In the US, for example, an online PHR system should at least have privacy measures equal to those in Health Insurance Portability and Accountability Act 1996 (HIPAA). The National Committee on Vital and Health Statistics (NCVHS) subcommittee has been conducting hearings on privacy and confidentiality and the Nationwide Health Information Network (NHIN), and additional recommendations will be forthcoming. Standards should cover all the key areas in making the PHR implementation easy and reliable. In response to the threat concern from health plan, employer or provider organisations handling data due to lack of portability, AHIP and the BlueCross BlueShield Association (BCBSA) of US have undertaken an initiative to adopt standards for the essential data content of PHRs as well as for messaging among them in order to make PHR data transportable among health plans. The standards from The Health Information Technology Standards Panel (HITSP) will be used as a part of Commission on Certification of Health Information Technology (CCHIT) certification criteria for Electronic Health Records (EHR) and PHRs over the next three years.

In UK, Commons Health Committee is working on the development of the national electronic record system.

Canada Health Infoway and the Canadian Standards Association have signed a cooperative agreement to advance health information technology standards in managing PHRs.

  The result.

Though there are concerns, healthcare consumers have shown interest in moving their PHRs online as it gives them a sense of control and involvement.
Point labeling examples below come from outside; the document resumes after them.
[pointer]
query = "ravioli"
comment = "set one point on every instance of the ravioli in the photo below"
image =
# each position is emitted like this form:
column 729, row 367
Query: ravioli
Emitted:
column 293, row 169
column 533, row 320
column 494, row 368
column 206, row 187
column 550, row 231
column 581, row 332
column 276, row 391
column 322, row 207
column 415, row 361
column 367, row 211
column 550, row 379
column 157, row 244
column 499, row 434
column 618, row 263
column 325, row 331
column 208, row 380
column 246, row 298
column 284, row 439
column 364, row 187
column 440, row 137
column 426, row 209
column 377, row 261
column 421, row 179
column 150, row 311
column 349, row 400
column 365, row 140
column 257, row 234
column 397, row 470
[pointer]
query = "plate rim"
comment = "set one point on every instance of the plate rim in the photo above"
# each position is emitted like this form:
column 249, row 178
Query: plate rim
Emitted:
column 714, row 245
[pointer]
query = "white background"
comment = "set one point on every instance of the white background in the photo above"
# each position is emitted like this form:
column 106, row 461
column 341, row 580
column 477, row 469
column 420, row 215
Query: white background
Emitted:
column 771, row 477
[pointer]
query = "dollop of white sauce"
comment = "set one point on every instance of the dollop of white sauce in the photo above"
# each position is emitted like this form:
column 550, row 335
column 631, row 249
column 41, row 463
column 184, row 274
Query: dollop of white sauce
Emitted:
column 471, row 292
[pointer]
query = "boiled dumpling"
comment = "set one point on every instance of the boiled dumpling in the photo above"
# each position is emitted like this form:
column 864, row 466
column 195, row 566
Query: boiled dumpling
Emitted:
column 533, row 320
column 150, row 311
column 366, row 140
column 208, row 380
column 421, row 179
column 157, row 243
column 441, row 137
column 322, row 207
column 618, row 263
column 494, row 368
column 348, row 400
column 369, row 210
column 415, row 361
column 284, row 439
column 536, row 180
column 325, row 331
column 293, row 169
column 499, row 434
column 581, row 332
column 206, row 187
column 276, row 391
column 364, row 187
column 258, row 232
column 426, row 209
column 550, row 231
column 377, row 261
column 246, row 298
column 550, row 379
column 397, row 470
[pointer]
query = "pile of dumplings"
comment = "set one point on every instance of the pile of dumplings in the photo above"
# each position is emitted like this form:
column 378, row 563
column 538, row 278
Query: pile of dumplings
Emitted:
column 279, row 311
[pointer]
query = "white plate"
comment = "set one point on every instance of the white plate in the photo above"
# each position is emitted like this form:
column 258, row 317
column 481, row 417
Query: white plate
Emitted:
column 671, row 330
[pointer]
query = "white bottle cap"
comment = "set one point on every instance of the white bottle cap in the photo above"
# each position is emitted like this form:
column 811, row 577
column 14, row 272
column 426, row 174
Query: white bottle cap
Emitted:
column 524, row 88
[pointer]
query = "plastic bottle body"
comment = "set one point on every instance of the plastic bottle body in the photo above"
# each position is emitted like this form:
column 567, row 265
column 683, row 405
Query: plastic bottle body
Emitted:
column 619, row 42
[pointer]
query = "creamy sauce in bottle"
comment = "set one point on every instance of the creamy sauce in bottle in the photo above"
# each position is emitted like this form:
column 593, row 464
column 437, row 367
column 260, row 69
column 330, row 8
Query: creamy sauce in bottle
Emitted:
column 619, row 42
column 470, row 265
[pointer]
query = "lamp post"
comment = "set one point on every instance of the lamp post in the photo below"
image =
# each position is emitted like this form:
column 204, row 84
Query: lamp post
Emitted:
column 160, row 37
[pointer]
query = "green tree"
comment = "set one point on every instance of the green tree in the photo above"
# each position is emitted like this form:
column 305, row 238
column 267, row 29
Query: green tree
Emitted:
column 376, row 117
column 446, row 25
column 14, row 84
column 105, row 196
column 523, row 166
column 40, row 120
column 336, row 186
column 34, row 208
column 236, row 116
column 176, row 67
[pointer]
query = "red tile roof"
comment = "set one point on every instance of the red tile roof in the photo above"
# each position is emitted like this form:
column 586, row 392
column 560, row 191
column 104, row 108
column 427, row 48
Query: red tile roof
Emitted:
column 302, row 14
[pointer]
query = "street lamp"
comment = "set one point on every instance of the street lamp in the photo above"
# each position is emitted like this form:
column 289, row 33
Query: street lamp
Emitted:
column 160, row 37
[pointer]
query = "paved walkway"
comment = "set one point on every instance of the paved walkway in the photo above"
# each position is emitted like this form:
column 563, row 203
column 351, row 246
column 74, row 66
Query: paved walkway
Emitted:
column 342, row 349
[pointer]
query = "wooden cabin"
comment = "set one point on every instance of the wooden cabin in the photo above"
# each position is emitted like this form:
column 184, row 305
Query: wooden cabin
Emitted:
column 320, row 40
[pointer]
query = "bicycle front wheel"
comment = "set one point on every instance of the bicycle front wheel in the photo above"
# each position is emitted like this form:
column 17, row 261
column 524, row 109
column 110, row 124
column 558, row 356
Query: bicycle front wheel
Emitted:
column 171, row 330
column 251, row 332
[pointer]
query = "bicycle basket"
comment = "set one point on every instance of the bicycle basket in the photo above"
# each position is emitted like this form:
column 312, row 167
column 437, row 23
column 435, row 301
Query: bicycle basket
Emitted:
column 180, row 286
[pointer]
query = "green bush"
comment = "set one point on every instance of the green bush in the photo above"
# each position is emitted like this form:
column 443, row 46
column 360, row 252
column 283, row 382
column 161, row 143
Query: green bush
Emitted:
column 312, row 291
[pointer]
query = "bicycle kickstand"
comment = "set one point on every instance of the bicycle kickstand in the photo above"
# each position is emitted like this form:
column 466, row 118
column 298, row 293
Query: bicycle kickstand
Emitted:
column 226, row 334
PHRs could also play a vital role in improving healthcare delivery, promoting wellness and disease prevention.

The journey towards creating online medical records-from unstructured medical records to paper-based medical records to computerised records and then on to online medical records now-has been charted over a period of almost a decade. Online PHRs could solve the information needs of doctors at all levels of treatment.

Interoperability, the major hurdle to the proliferation of EMRs, could be a thing of the past with the Internet and the presence of universal guidelines for PHRs.